Help with Censor Dispenser - Step Four

Hi,

I’m struggling to pass the step four of this project. The part when you’re asked to uncensor ONLY the first occurrence of forbidden words. The second, third, etc occurrence should all be censored.
This is my code:

phrase3 = ["concerned", "behind", "danger", "dangerous", "alarming", "alarmed", "out of control", "help", "unhappy", "bad", "upset", "awful", "broken", "damage", "damaging", "dismal", "distressed", "distressing", "concerning", "horrible", "horribly", "questionable"]
def **censorThree**(phrases, email):
    count = 0
    for phrase in phrases:
      if phrase in email:
        while count < 1:
          count += 1
    while count >= 1:
      for phrase in phrases:
        if phrase in email:
          email = email.replace(phrase, "[REDACTED]")
      return email
print("\n\n\n\nPART 3")
print(**censorThree**(phrase3, email_three))
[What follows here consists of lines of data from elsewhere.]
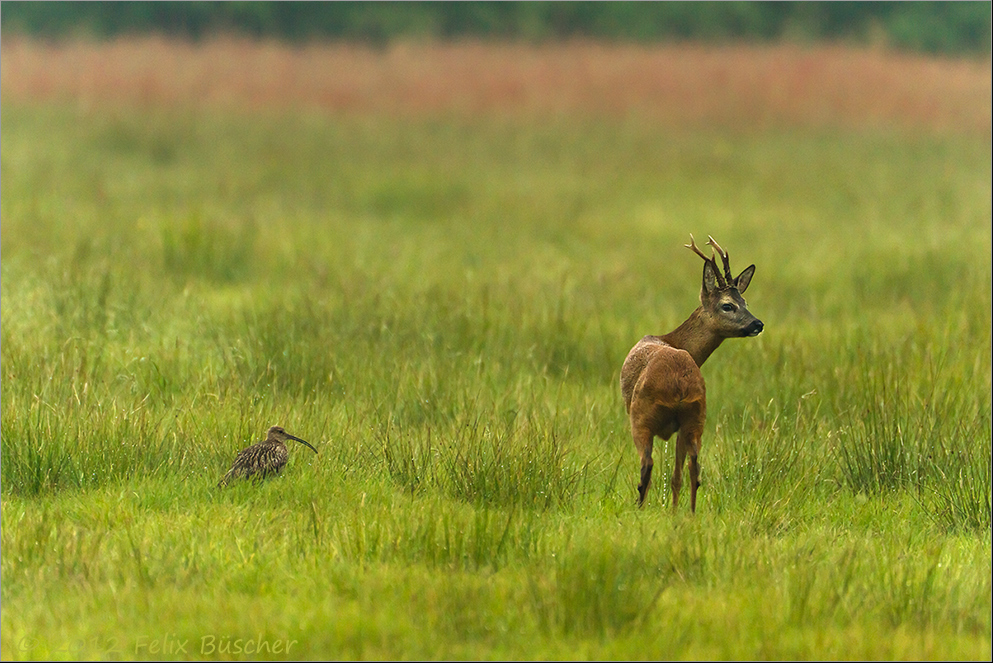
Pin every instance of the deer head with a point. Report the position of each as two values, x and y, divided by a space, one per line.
721 295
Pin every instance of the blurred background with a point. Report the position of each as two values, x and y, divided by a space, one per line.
933 27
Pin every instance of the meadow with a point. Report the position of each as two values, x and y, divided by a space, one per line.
430 261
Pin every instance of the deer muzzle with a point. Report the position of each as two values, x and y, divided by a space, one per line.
754 328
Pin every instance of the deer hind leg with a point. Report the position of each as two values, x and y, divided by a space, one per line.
677 472
643 442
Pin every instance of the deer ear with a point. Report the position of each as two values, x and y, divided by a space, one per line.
709 279
744 279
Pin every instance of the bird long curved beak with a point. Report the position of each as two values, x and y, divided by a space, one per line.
303 442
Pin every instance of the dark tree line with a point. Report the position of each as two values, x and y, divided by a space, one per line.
936 27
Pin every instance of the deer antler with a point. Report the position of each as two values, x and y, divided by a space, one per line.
712 259
724 258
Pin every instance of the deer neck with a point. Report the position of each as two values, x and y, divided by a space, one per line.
695 336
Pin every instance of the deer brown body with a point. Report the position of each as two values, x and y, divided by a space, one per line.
663 388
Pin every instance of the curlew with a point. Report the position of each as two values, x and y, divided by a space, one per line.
263 458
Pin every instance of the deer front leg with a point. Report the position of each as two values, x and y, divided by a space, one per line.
689 443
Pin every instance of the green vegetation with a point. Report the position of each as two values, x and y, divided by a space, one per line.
934 27
442 307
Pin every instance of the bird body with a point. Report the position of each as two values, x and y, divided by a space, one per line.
262 459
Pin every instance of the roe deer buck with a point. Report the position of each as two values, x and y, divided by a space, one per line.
661 381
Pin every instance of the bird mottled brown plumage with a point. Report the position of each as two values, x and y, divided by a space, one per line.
264 458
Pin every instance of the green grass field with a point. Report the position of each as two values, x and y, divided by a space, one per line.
441 304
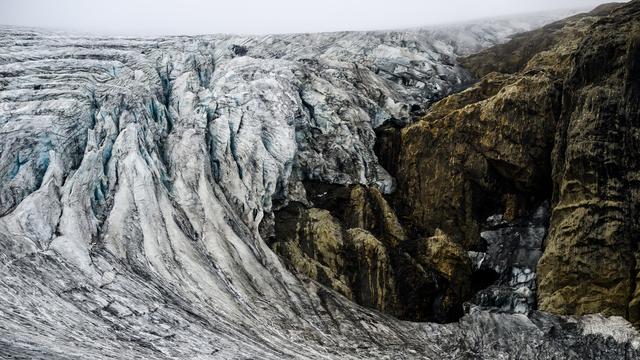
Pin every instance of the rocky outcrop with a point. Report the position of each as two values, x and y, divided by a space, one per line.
556 120
590 262
359 248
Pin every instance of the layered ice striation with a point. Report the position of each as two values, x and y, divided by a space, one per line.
134 174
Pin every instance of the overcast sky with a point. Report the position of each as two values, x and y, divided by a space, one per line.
171 17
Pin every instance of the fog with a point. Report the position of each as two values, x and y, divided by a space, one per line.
172 17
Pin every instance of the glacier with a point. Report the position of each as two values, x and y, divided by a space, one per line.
135 174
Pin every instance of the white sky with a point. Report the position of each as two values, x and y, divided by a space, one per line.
172 17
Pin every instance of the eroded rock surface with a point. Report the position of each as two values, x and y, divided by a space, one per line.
556 121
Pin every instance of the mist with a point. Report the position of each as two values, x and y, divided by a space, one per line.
191 17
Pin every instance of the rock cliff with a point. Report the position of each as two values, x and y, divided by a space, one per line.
147 187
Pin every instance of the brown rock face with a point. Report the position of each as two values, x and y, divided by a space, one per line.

And instead I censored all the forbidden words:

PART 3
Board of Investors

Things have taken a [REDACTED] turn down in the Lab. Helena (she has insisted on being called Helena, we’re unsure how she came to that moniker) is still progressing at a rapid rate. Every day we see new developments in her thought patterns, but recently those developments have been more [REDACTED] than exciting.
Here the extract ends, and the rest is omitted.